To assess the overall diagnostic accuracy of whole-body magnetic resonance imaging (WB-MRI) in detecting bone metastases with a meta-analysis.


The MEDLINE, EMBASE, Cancerlit, and Cochrane Library databases were searched from January 1995 to September 2010 for studies evaluating the accuracy of WB-MRI in detecting bone metastases. Histopathologic analysis and/or close clinical and imaging follow-up for at least 6 months was assessed. Meta-analysis methods were used to pool sensitivity and specificity and to construct summary receiver-operating characteristics.


A total of 11 studies with 495 patients who fulfilled all of the inclusion criteria were considered for the analysis. No publication bias was found. WB-MRI had a pooled sensitivity of 0.899 (95% confidence interval [CI], 0.845-0.939) and a pooled specificity of 0.918 (95% CI, 0.882-0.946).
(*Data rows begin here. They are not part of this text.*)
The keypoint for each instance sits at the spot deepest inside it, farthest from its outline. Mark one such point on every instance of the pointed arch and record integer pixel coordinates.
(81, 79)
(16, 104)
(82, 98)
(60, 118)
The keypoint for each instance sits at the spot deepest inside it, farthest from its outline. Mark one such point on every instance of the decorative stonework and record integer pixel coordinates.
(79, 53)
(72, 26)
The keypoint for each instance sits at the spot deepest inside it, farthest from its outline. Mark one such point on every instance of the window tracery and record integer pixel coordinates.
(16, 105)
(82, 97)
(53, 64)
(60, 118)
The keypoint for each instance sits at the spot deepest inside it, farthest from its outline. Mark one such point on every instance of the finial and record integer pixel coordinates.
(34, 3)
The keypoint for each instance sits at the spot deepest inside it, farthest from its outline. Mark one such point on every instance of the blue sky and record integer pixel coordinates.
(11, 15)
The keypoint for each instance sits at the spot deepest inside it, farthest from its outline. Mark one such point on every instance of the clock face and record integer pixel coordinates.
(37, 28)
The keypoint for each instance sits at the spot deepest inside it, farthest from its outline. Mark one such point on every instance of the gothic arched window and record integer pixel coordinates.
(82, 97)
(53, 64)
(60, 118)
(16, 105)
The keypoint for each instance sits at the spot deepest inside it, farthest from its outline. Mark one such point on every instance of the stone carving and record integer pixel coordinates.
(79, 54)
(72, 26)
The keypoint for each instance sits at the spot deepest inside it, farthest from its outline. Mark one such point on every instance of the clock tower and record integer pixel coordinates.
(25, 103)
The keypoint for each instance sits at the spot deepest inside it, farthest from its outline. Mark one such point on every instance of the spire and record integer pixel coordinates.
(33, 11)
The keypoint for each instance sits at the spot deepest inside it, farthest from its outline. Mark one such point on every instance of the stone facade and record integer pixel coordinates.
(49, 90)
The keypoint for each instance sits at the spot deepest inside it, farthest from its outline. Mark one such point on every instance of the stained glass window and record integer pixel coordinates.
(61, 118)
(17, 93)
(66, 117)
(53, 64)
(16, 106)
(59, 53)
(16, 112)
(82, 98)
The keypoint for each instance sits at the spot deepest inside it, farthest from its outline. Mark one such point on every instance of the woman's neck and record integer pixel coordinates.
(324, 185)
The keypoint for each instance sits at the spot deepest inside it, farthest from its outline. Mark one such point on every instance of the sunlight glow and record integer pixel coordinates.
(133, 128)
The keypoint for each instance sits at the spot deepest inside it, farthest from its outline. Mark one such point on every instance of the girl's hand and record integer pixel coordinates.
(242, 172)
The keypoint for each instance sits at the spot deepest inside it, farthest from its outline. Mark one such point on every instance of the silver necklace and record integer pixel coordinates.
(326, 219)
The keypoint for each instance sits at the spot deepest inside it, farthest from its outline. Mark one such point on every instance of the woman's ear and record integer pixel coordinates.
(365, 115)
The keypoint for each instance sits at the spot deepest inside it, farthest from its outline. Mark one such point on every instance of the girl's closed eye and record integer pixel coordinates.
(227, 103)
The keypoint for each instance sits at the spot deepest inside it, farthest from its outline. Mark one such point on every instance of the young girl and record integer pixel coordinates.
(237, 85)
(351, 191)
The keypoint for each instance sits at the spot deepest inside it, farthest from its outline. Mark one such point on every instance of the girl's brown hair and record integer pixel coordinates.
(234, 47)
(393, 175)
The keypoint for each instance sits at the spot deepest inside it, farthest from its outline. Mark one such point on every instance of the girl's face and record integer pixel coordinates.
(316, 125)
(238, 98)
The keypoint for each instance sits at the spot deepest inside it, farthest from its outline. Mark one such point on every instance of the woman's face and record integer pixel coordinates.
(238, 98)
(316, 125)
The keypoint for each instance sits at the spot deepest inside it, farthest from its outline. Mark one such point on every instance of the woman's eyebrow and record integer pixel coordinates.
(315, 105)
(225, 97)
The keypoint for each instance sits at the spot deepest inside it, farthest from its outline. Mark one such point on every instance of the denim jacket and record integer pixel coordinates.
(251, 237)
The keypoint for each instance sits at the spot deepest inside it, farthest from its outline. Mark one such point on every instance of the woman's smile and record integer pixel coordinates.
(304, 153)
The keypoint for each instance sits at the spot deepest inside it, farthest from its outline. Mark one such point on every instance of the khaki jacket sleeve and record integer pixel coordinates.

The subgroup without diffusion-weighted imaging (DWI) positive results had higher pooled specificity 0.961 (95% CI, 0.922-0.984) than the subgroup with DWI (P < 0.05).


WB-MRI was an accurate, cost-effective tool in detecting bone metastases. WB-MRI without DWI may improve the specificity of detecting bone metastases. DWI seems to be a sensitive but rather unspecific modality for the detection of bone metastatic disease. High-quality prospective studies regarding WB-MRI in detecting bone metastases still need to be conducted.